The key ingredient Saturday’s win gave the Gamecocks going forward
In high school football, good teams often schedule up in non-conference play to get their players battle tested. Many coaches also throw in at least one game where their team can run someone over and get the backups work. They do this to build confidence and get players feeling good about themselves.
South Carolina football coach Will Muschamp saw his team gain something similar over this weekend. The word he settled on to describe what the Gamecocks built in beating Georgia: Belief.
“So much goes into belief,” Muschamp said in an appearance on the “SEC this Morning” TV show. “Players have got to have some belief. You can demonstrate progress sometimes to them and say, ‘Look, we’re making progress here, statistically here, statistically there.’ But at the end of the day, you’ve got to win the game.”
Some have also described that as “proof of concept.” It’s the sense the work going in, the time spent are producing the outcomes the team is aiming for.
Before this week, the Gamecocks had won only a single game against a ranked opponent in Muschamp’s tenure. That came when USC was turning things around with Jake Bentley in his first season, catching Tennessee as they slipped from No. 9 in the country to unranked in two weeks. (They ended up at the edge of the top 25.)
That belief, that faith in the approach, it powers a team as it goes through the less fun parts of being a college player, the preparation and the grind that ultimately lead to the payoff.
“You’ve got to win some games against tough opponents, on the road, tough environment for them to continue to have belief to go out and prepare the right way,” Muschamp said. “To go out and practice the right way. To go out and watch film the right way. To go work out, to go through the offseason program the right way, to understand that what we’re doing are the right things. And that we do have the opportunity to do some special things here at South Carolina.

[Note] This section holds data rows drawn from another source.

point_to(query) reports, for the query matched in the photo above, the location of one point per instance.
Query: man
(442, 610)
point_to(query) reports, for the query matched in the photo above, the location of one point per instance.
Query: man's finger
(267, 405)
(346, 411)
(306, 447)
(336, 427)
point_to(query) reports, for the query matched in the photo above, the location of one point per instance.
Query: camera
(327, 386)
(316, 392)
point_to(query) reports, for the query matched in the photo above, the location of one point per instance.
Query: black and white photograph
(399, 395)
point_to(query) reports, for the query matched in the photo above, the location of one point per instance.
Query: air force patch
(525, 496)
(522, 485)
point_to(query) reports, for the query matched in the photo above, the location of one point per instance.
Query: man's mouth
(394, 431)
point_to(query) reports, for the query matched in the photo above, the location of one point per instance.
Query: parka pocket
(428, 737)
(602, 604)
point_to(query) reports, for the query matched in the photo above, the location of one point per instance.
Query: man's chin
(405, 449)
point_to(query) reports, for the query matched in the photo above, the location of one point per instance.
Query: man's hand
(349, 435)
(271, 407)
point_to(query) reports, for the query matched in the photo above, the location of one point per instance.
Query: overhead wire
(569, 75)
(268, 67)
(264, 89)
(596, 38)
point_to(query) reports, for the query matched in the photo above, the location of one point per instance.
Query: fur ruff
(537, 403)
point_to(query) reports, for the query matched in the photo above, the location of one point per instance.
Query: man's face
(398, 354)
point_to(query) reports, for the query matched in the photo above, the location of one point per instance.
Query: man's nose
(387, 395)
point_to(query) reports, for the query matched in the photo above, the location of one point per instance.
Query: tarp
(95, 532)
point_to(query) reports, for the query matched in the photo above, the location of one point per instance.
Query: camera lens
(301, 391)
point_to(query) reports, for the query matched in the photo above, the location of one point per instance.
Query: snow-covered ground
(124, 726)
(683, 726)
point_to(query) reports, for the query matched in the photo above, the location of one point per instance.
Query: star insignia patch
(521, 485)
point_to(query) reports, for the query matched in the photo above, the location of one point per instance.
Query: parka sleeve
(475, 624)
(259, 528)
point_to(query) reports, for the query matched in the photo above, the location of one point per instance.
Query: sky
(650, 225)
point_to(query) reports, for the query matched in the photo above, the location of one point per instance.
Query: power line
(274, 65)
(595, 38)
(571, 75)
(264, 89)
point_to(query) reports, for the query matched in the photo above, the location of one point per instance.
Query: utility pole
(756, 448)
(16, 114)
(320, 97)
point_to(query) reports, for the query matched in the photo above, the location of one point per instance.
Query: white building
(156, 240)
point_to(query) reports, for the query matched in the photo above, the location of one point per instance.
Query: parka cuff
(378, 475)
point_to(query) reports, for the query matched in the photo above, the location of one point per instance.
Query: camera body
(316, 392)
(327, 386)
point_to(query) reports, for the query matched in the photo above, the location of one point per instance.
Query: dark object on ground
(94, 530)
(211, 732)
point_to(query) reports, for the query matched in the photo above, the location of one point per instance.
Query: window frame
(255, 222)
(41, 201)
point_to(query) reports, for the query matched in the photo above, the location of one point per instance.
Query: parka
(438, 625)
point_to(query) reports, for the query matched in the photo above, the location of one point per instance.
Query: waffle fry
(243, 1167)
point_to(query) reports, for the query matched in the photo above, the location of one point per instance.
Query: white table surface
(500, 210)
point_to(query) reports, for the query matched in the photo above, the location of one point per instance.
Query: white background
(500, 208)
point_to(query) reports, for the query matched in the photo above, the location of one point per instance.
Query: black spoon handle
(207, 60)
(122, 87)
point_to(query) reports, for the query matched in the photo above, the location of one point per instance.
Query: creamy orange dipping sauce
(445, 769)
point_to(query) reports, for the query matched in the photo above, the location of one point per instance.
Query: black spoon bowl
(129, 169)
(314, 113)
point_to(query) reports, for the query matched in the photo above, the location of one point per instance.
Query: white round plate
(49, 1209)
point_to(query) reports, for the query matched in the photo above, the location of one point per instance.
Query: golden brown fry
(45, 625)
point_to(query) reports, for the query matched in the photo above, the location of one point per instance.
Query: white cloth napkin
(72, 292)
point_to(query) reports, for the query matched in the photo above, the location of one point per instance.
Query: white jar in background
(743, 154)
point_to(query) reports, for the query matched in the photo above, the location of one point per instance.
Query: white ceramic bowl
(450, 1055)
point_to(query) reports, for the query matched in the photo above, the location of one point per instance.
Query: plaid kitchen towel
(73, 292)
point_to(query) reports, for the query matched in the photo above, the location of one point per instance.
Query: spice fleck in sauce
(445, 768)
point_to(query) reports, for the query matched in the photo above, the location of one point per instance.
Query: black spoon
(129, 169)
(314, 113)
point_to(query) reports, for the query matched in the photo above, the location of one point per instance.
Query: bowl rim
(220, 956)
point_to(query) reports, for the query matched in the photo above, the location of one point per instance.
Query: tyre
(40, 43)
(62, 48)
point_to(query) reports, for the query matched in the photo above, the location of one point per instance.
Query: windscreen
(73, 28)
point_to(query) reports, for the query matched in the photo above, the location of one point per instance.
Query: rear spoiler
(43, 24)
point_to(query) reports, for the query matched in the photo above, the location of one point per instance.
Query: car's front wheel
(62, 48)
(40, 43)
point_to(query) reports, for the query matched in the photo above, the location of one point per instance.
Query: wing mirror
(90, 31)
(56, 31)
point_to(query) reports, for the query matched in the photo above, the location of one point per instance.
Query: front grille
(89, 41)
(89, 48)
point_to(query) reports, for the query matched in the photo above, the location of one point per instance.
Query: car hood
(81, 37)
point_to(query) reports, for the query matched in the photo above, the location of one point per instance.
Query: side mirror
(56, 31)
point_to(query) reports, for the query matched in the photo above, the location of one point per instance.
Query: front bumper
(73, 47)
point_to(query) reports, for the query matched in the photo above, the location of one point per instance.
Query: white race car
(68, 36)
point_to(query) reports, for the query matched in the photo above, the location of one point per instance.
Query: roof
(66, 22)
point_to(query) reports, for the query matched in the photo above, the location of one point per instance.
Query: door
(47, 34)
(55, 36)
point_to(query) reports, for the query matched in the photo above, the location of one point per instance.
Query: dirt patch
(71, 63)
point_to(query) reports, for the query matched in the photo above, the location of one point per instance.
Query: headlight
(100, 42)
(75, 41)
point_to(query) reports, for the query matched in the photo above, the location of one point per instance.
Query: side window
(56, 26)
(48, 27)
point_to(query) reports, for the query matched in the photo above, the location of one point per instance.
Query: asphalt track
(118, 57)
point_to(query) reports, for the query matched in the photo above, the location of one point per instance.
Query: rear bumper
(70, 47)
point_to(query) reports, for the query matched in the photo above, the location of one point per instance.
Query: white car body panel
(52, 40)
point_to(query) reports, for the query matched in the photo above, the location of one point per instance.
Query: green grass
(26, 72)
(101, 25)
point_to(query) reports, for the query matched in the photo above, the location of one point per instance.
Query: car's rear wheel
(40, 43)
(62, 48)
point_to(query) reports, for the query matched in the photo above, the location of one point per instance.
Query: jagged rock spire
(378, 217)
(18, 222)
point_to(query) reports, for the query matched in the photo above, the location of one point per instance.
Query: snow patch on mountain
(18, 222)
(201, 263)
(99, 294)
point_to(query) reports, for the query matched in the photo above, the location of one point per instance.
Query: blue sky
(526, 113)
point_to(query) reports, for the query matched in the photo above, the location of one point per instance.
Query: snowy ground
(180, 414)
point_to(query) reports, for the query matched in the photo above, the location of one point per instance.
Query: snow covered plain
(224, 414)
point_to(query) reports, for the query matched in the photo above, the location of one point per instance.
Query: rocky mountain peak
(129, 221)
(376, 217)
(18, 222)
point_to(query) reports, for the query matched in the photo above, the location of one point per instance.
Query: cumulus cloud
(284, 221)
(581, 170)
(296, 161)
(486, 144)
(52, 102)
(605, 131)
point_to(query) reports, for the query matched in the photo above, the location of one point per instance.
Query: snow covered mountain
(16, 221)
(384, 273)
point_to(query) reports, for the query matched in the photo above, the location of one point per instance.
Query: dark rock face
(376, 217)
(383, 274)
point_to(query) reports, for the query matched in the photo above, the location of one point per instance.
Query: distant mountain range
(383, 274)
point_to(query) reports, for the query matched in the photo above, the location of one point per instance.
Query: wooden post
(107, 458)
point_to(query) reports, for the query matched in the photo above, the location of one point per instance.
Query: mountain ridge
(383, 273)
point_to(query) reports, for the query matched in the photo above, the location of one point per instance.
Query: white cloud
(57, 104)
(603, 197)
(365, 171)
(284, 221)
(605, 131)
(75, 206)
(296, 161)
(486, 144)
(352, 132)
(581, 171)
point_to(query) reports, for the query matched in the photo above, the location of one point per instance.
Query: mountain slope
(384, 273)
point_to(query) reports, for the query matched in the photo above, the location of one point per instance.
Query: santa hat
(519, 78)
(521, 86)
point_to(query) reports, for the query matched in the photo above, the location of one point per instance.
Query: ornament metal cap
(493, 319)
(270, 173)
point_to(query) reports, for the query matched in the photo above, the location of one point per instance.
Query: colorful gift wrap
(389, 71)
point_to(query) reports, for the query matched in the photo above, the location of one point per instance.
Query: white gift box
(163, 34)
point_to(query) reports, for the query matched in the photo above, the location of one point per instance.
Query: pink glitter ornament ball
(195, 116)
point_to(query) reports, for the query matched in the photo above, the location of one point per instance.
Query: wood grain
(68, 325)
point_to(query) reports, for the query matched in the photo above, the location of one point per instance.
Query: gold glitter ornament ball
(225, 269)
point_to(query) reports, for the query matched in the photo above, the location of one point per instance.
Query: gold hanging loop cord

“That win helps us continue to have belief in the program.”
He’s only a few weeks removed from a moment when there was reason for folks inside and outside the building to have some cracks in their belief.
The team was coming off a 2018 that didn’t match expectations. They’d started this year 1-3, losing as a double-digit favorite to UNC and getting smothered offensively at Missouri.
The team seemed as if it would need to stabilize just to get to five wins, and needed a big upset to go bowling.
Thinks look different now, on the right side of possibly the program’s biggest upset ever. But Muschamp admitted he needed his seniors to help carry the team through the rough patches, and keeping that all in line is a challenge in the modern world.
“In this day and age, sometimes it’s hard because of all of the access that people have to your players as far as the negativity and things like that,” Muschamp said. “So staying as positive as we can and being as technical and being hard on them and being honest with them about where we are.”